So this was going to be my review of Portal 2, but that's going to be pretty quick: great mechanics, puzzles that are fun but not as fun as the first*, dialogue that lacks the memeability of the first but is guaranteed to give you at least one thing you can't stop saying**, and a completely unnecessary explanation for questions NO ONE WAS ASKING. I'd heard the multiplayer did a better job at living up to the fun puzzle hunting feeling of the first, which was a terrible thing to tell me because it meant that both parts of the game labored under the massive expectations generated by the awesomeness of its predecessor, rather than just the single player. It's a good game, but don't pay retail for it. My $30 for a used copy was tolerable, $50 for a new copy is too high, if you can find a portal buddy to wait for a price drop with you do that.
Portal 2 is fundamentally a puzzle game, and playing puzzle games with someone who has already solved them sucks, so you need to pick out a friend ahead of time and promise yourselves to each other. Pick someone you like, because communicating plans is difficult and they will kill you several times. If at all possible, pick someone who's roughly as good as you. My portal buddy B scored well on the "liking each other" and "unlikely to stab each other" metrics, but got stuck once in the entire single player game, compared to probably a dozen times for me. The first 80% of the multiplayer campaign was us walking into a room, him telling me where to put portals before I'd even seen what was happening, and then us suddenly being done. It was pretty much the same experience as playing with someone who'd played it before.
But the last 20% is where it got interesting. The difficulty curve in Portal 2 is pretty good, and suddenly he could no longer just see the answer. And it turns out, he had no backup strategy. Meanwhile, I had built up my figuring things out skills through the single player campaign, leading to conversations like this:
Me: [mechanic] the [mechanic] over there.
B: Why?
Me: I dunno, but it's clearly set up to do that, so let's try it and see what happens.
B: But... then what?
Me: That's a problem for future us.
This didn't reverse the discrepancy by any means, since he had as good a chance as I did at seeing the next move. At best it maybe got to 60/40 in my favor, 50/50 is also plausible. But this portion was a lot more fun, which makes me think that the whole thing would have been a lot more if I'd been playing with someone of equal skill.
Related Anecdote: I am pretty good at math, but my brother is amazing.
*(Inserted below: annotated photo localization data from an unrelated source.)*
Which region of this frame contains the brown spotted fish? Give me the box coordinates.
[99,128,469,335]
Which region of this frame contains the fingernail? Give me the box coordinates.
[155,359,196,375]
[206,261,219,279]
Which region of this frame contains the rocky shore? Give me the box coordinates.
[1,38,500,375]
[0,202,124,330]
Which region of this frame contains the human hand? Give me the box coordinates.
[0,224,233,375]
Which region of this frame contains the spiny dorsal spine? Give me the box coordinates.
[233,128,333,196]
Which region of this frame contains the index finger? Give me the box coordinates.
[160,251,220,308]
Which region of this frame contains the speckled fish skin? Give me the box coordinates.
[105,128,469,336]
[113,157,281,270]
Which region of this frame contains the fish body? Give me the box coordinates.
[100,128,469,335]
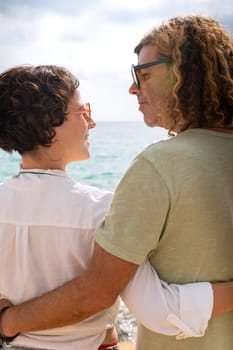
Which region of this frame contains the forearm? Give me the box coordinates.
[121,260,233,339]
[122,260,213,338]
[211,281,233,317]
[1,273,107,336]
[0,244,137,337]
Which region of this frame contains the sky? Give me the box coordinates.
[0,0,233,122]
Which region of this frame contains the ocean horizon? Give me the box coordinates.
[0,121,168,190]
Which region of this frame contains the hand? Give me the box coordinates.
[0,299,12,338]
[0,298,13,309]
[0,299,19,341]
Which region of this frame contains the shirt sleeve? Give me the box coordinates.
[95,155,170,264]
[121,259,213,339]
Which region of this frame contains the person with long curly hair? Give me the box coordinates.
[0,15,232,350]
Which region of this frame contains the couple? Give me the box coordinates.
[0,15,232,350]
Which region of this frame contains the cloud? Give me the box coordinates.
[0,0,96,16]
[0,0,233,121]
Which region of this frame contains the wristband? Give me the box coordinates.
[0,306,19,344]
He took an IQ test in elementary school and scored perfect on the math section. I had to be taught math, he would just see it. But that meant that when he eventually got to math he couldn't just see (and this took till high school, but it did happen), he was screwed. He had no problem solving method beyond looking at the problem and knowing the answer. Meanwhile, I'd been developing my "writing things down" and "intermediate steps" methods for years, and ended up going much farther in math than he did, and with much less frustration.***
I think people or at least Americans tend to conflate initial skill level, rate of learning, and skill level ceiling, and I think it does us a disservice. I know I've flat out given up on some things- remembering names and faces, having some sort of directional sense- that I'm now pretty sure I could improve on if I put effort into it. It's amazing what a difference conceiving of something as learnable makes.
*Note to developers: where is the one patch of portleable wall? is not a puzzle. It's an annoyance.
**For me?
Aristotle vs. MASHYSPIKEPLATE. and "I literally don't have the energy to lie to you." For my friend?
I'm in space, which I didn't appreciate at the time because I missed the context, but is steadily growing on me.
***Interestingly, B reported the same experience at math as my brother. I really want to insist that he can't have been visualizing things to the extent my brother was, but some of that is that my brother's right-brainness really screwed him in ways B has not suffered from, and it would be unfair if B also had superior math skills.